Information Security Specialist: GRC

Job description

• Role: Information Security Specialist
• Location: London or Newcastle
• Salary: London - up to £70,000 per annum; Newcastle - up to £61,000 per annum
• Type of contract: Full Time, permanent
• Working arrangement: Hybrid - on-site at our London or Newcastle office 2 days per week minimum

Nationality Requirement

• UK Nationals
• Nationals of Commonwealth countries who have the right to work in the UK
• Nationals from the EU, EEA or Switzerland with (or eligible for) status under the European Union Settlement Scheme (EUSS)

We are not able to sponsor work visas or accept temporary visas as we are looking to hire on a permanent basis. Please contact the HR Service desk () should you have any questions on your nationality eligibility.

Why are we recruiting?

In a world where cyber challenges and opportunities are constantly evolving, we are committed to staying ahead of the curve. With new investment aimed at enhancing the NAO's security maturity our Information Security team is expanding. This is your chance to join a dynamic organisation with clear strategic objectives and help advance our data use and embrace new technologies securely.

We're not just growing-we're evolving. As part of a forward thinking organisation with a strong mandate to harness data and embrace cutting edge technologies, our InfoSec team is central to enabling and securing the NAO's digital future.

We're on the lookout for passionate, curious, and collaborative security professionals across a wide range of specialisms. Whether your expertise lies in governance, engineering, threat detection, or cloud security, you'll find real scope to make an impact - both within InfoSec and across the wider organisation.

• Be part of a diverse and expanding team that thrives on challenge and innovation.
• Work in a complex, data rich environment where your insights will shape national level outcomes.
• Help embed security into every layer of our digital transformation - from strategy to code.
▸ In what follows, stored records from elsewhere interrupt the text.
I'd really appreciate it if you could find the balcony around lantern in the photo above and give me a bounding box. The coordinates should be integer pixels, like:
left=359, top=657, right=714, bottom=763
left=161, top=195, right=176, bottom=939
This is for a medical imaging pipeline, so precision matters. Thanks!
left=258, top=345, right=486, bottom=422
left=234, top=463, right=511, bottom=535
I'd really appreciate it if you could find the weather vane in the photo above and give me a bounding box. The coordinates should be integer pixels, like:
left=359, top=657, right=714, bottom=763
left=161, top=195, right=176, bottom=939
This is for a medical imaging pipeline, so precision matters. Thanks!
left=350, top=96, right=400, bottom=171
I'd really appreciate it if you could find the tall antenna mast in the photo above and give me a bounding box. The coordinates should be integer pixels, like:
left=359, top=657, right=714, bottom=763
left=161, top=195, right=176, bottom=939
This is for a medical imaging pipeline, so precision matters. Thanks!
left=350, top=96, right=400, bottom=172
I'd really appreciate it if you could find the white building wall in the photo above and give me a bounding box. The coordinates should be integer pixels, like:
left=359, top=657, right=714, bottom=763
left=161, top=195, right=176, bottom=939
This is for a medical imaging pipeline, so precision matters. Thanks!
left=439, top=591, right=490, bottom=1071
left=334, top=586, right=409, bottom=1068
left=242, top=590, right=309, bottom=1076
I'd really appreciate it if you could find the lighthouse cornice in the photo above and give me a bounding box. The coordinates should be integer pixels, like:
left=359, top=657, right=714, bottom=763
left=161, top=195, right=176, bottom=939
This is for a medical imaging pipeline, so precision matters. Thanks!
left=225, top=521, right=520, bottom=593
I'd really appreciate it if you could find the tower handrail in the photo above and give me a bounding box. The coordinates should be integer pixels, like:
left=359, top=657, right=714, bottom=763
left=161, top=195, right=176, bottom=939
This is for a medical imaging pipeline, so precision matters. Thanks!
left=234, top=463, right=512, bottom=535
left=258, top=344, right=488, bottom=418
This is more than a job. It's a chance to help define the future of security at the NAO and be part of a high performing, and fun team.

Who are the team?

Our team is inclusive, diverse, and agile, dedicated to helping the business understand, identify, and manage threats and risks that could affect the NAO's vision and strategy.

The National Audit Office (NAO) is the UK's main public sector audit body. Independent of government, we have responsibility for auditing the accounts of various public sector bodies, examining the propriety of government spending, assessing risks to financial control and accountability, and reviewing the economy, efficiency and effectiveness of programmes, projects and activities. We report directly to Parliament, through the Committee of Public Accounts of the House of Commons which uses our reports as the basis of its own investigations. We employ some 1300 staff, most of whom are qualified accountants, trainees or technicians. They work in one of two main areas, financial audit or value for money (VFM) audit.

The NAO welcomes applications from everyone. We value diversity in all its forms and the difference it makes to our organisation. By removing barriers and creating an inclusive culture all our people have the opportunity to develop and maximise their full potential. As members of the Business Disability Forum and the Disability Confident Scheme we guarantee to interview all disabled applicants who meet the minimum criteria.

The NAO supports flexible working and is happy to discuss this with you at application stage.

Relationships

• Reporting to: Head of Information Security
• Internal: Close working relationships with InfoSec peers, Digital Services, and development teams.
• External: Microsoft and other key suppliers, vendors, and peers in similar organisations.
• Resources Managed: None

Responsibilities

Responsibilities for this role include bridging the running and continual improvement of technical controls, procedural documentation and compliance certification, and evolving over time with new or improved capabilities.

Compliance and Process

• Management of the Cyber Essentials and CE+ certification process.
• Maintaining ISO27001:2022 compliance.
• Establish and run the review and improvement of the NAO's Disaster Recovery plans.
• Ensuring our technical policies stay relevant and fit for purpose, and maintaining them in line with ISO27001 requirements, NCSC best practice, and alignment with HMG standards.
• Support in developing and implementing a Product Assurance framework with the GRC team; own the process to deliver meaningful assurance as we integrate new products into the environment.
• Review and manage the Information Asset Inventory assessments, assessing the technical control performance across our technology estate.
• Support training requirements across the organisation.
• Ownership of regular reporting for senior stakeholders.
• Support GRC in driving NIST maturity, taking ownership of assigned areas.

Technical

• Own the Data Loss Prevention controls, developing new controls and refining existing ones.
• Facilitate eDiscovery activities.
• Own InfoSec's DR Incident Response plans and testing.
• Support in management of Data Loss incidents.
• Maintain and develop Privilege Management controls.
• Support all technical workstreams - initial focus on IAM and Email and Communications projects, working closely with the project leads.
• Own, deliver and develop phishing simulations and training.

Risk Management

• Proactively identify, evaluate, and assess threats and risks that may impact the NAO's ability to deliver on its vision and strategy.
• Contribute to the maintenance of the Information Security Risk Register.
• Support the delivery of appropriate and proportionate risk treatments, in line with the NAO's risk appetite.